This morning, I was sitting in my car, parked between two storefronts, talking to her on the phone. She shared her worries, and for twenty minutes, I didn’t interrupt. I just listened. Not because I agreed with everything she said, not because it was easy to hear, but because I wanted her to feel heard.
And here’s where I need to pause and acknowledge something: I’ve grown enough to see that my parents’ concerns, my mom’s this morning, and my dad’s in the past, are understandable. I mean, to my mom’s point, I was crying in a parking lot at 10 a.m. on a Saturday. From her perspective, that looks like her daughter unraveling. From a parent’s heart, of course it sets off alarms. That’s what love does, it worries.
But here’s the awareness I’ve come to: their concern comes from love, and my tears come from growth. For years, I felt nothing. I numbed everything. To cry in the car on a Saturday morning isn’t proof that I’m breaking down; it’s proof that I’m awake. That I’m feeling it all, even the hard parts, and choosing to keep going.
And when I finally did speak, I reminded my mom of that sign in her house. Because you can’t hang words like Trust your crazy ideas on your wall and then expect the path that follows to look neat, safe, or conventional. Crazy paths look crazy. They feel crazy. And yet, they are the only ones that ever lead to something truly new.
I know I use the word crazy a lot. Some people have told me I shouldn’t, that it carries too much negativity. But I challenge that. Like all things in life, words can be made good or bad depending on how we use them. The word has the power we give it. And for me, crazy isn’t an insult, it’s a mirror of my courage, my creativity, my edge. Crazy is my superpower.
And it’s worth saying this, too: the only difference between what the world calls insanity and what it calls visionary or genius is time. From the outside, they can look almost identical. Think of the artists we revere today, Picasso, Monet, Da Vinci. In their own lifetimes, many of them were doubted, dismissed, even ridiculed. Only later, sometimes long after they were gone, did the world recognize their brilliance. What once looked “crazy” became untouchable genius.
I want to normalize that. If you’re a disruptive entrepreneur, an artist, a visionary, a healer, or simply someone daring to live outside the box, you will feel “crazy” sometimes. You will seem “crazy” to others. And that’s okay. Because crazy is often what vision looks like before it becomes real.

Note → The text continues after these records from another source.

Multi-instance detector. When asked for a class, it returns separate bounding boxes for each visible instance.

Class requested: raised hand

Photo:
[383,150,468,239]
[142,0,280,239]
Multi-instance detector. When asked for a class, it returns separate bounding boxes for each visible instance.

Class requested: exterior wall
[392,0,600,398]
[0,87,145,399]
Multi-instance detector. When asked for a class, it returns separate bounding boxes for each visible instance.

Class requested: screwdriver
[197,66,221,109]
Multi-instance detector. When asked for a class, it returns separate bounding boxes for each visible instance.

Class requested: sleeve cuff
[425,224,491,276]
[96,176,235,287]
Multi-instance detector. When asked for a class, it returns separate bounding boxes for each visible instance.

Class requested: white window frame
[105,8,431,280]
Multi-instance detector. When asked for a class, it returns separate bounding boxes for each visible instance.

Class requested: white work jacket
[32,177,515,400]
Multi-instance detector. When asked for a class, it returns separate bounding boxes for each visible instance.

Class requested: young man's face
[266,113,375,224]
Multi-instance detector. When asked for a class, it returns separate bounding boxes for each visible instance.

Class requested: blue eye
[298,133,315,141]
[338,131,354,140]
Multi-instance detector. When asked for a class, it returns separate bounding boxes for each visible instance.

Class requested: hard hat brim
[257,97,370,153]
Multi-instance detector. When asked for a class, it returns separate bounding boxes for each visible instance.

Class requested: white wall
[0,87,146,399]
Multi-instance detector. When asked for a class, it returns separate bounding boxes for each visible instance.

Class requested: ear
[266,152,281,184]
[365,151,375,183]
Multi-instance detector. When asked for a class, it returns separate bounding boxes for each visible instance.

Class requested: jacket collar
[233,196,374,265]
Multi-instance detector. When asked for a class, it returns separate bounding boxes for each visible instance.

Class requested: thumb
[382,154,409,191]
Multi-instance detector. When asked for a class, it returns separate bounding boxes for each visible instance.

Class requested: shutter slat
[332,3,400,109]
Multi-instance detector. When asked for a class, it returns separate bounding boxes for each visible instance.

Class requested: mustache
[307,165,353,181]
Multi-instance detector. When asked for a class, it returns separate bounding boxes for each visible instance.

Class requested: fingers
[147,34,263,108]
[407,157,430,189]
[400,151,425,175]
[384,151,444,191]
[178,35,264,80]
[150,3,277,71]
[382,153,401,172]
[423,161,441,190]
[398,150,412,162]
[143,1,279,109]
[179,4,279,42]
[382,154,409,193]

I also want to be clear about something I don’t think I’ve said enough: yes, the path keeps opening in ways that feel miraculous. Synchronicities, unlocked doors, even now a second storefront becoming available right as the dream expands, that kind of alignment is real, and I’m grateful for it every day.
But don’t confuse the path opening with the work being easy. Because the work is anything but. The grind, the risk, the emotional toll, the weight of carrying a vision no one else can fully see yet, that part is steep, messy, exhausting. The paradox is this: the path itself unfolds with grace, but the walk requires everything I have.

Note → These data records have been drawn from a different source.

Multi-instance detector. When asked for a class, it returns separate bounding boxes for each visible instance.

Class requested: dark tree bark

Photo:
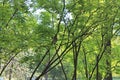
[96,55,102,80]
[102,25,112,80]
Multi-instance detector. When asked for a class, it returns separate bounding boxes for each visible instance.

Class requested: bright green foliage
[0,0,120,80]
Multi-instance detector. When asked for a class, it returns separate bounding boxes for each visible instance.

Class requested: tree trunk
[96,55,102,80]
[101,25,112,80]
[9,62,13,80]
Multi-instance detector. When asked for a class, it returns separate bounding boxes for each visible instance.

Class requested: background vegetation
[0,0,120,80]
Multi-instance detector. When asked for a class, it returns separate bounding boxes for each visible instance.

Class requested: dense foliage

And maybe that’s why my mom worries. She sees me stretched thin, carrying so much, facing what feels impossible. But when I explained what’s really happening, something shifted. I told her: take the whole business plan away, strip the storefronts and the strategy, and what’s left is this, her daughter finally doing shadow work, finally feeling all the emotions she once buried, finally standing in the fire awake.
And most importantly, I told her this: since the moment this vision arrived, I have had zero cravings for alcohol. Not a single one. People outside recovery may not grasp the magnitude of that. Even strong in sobriety, the cravings still came, sharp and sudden, reminders of a life I’d fought to leave behind. But from the moment Thrivewell took root, they disappeared. I’ll never pretend I’m invincible, but to go from battling those urges to feeling none at all? That is nothing short of a miracle.

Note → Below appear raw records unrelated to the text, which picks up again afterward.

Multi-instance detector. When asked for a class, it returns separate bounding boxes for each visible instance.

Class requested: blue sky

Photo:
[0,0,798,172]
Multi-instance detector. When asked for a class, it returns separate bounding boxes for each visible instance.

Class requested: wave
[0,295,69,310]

After our call, I drove off to Worcester State with my boyfriend, where their soccer team was playing a match against his former college. I didn’t realize until I was already on my way that I hadn’t set foot on that campus since my early twenties, since the days I visited a friend who went there, a friendship that has long since unraveled. I hadn’t thought of that part of my past in years, and suddenly, being pulled back into that physical space, I was triggered. Hard.
I turned to him and said the very phrase I wrote into the prologue of Past Life Love: Trigger becomes teacher. I told him to keep driving.
And then came the hardest part. He went the wrong way on the campus, and suddenly I was face-to-face with the very dorms I used to crawl out of, hammered and hollow. The ghosts of my past were right there in front of me. The lost friendship, the mistakes, the years I thought I’d buried. My stomach dropped. I thought: this is too much, I can’t handle this today.
But the universe had a different plan. It let me sit in that moment just long enough to feel it, to name it, to let the trigger be my teacher. And then, as quickly as it appeared, it was in the rearview mirror. My boyfriend found his way, the dorms fell behind us, and suddenly the rest of the campus had no power over me.
Sitting there on the bleachers, it hit me, that quick reunion with the dorms I thought I’d never see again made the entire campus lose its grip. I had survived the worst of it, literally and figuratively. And because I’d faced the hardest part, the rest could no longer touch me. By the time we sat in the stands for the soccer game, I felt no anxiety. Just presence. Just peace
That is what trusting your crazy ideas looks like in practice. Not just building businesses, not just chasing visions, but standing in the middle of your old shadows and realizing they no longer own you.
So yes, this path looks crazy. It feels crazy. And my parents will keep worrying, because that’s what parents do. But I’ve grown enough to see their worry for what it is: love in disguise. And I’ve grown enough to trust my own awareness: that the tears, the triggers, the doubts, they aren’t signs I’m falling apart, but signs I’m becoming whole.
Because the sign in my mom’s house doesn’t say trust your sensible ideas.
It says trust your crazy ones. And I do. Every single day.